Fall 2011

The Infallibility of the Church: A Marian Mystery

Roch Kereszty

“The incorruptible permanence of the Church in the divine truth [is] a requirement of the Church’s virginal and, ultimately, Marian nature.”

The development of Christian doctrine does not take place in a historical vacuum, nor is it only the result of the Christian people’s piety or theological reflection. The challenges of the changing cultural environment and the errors deriving thereof are often the stimulant for seeking greater clarity and conceptual articulation of a truth of revelation. A milestone in the development and formulation of the dogma of the Church’s infallibility and, in particular, that of the pope’s participation in it took place in response to the Enlightenment, which attempted to enthrone human reason as the only authority. As a result, theologians, and finally the First Vatican Council, formulated the Church’s teaching on the role and limits of human reason in matters of divine revelation and asserted the final authority of Peter’s successors in defining with the assistance of the Holy Spirit what is and what is not revealed doctrine. In formulating the doctrine of infallibility Vatican I concentrated only on this disputed issue by proving it from the scriptural deposit of divine revelation and the immemorial tradition of the Church. In our age, however, theology and Church praxis alike have turned from investigating individual dogmas in themselves toward focusing on the whole of the Christian mystery, from further differentiation of doctrine toward re-discovering the original, comprehensive vision of Christian faith. This dialectic of contrary movements, from further differentiation back to the undifferentiated whole, and vice versa, provides an antidote to theological “forgetfulness” and enriches our understanding of the Christian faith.

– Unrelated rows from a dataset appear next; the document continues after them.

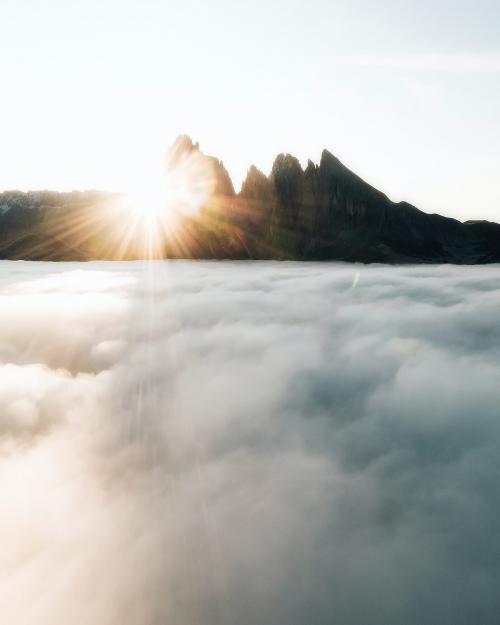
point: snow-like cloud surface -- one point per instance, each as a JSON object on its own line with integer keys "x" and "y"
{"x": 226, "y": 443}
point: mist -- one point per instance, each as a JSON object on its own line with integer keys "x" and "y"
{"x": 212, "y": 443}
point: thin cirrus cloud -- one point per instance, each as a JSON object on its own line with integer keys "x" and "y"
{"x": 222, "y": 443}
{"x": 474, "y": 62}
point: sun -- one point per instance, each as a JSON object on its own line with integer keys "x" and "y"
{"x": 155, "y": 207}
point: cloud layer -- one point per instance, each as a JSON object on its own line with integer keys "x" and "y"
{"x": 220, "y": 443}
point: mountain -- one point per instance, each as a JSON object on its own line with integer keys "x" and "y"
{"x": 322, "y": 212}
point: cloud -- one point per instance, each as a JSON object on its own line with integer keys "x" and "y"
{"x": 466, "y": 62}
{"x": 222, "y": 443}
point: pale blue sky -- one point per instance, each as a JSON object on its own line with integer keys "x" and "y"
{"x": 406, "y": 93}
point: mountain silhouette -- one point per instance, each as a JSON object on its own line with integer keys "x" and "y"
{"x": 322, "y": 212}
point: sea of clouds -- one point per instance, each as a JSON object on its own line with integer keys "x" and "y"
{"x": 194, "y": 443}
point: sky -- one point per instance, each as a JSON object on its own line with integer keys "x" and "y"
{"x": 405, "y": 92}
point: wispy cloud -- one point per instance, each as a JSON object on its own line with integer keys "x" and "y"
{"x": 466, "y": 62}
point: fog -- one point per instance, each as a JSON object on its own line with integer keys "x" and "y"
{"x": 218, "y": 443}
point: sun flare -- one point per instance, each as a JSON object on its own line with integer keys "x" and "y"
{"x": 157, "y": 204}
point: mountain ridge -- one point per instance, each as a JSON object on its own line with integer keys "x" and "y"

Such re-rooting of the dogma of infallibility in the totality of revelation has achieved notable success in Karl Rahner’s theology. He has argued convincingly that infallibility is ultimately a necessary, a priori condition of effective divine revelation.1 Unless there is an infallible criterion for us to judge what is and what is not divine revelation, we cannot accept God’s word the way it ought to be accepted, with the absolute surrender of our intellect and will. Without such a final criterion, faith can only mean—as Tillich has logically deduced—a state of ultimate concern without any definite object. The traditional objection to an infallible Magisterium has been the claim that it divinizes the Church, and in particular, the papacy, since God alone is infallible. Rahner, however, has shown that the Catholic dogma does exactly the opposite: it safeguards the divine efficacy of God’s self-communication. Without an agency that can interpret with certainty what God has revealed and explain its meaning, God would have proved to be a woefully ineffective communicator. Thus, the Catholic dogma safeguards God’s transcendent power rather than idolizing human beings.


1Of course, under the condition that this divine revelation is addressed also to the human intellect that, for the sake of deeper and more precise understanding, must formulate revealed truths.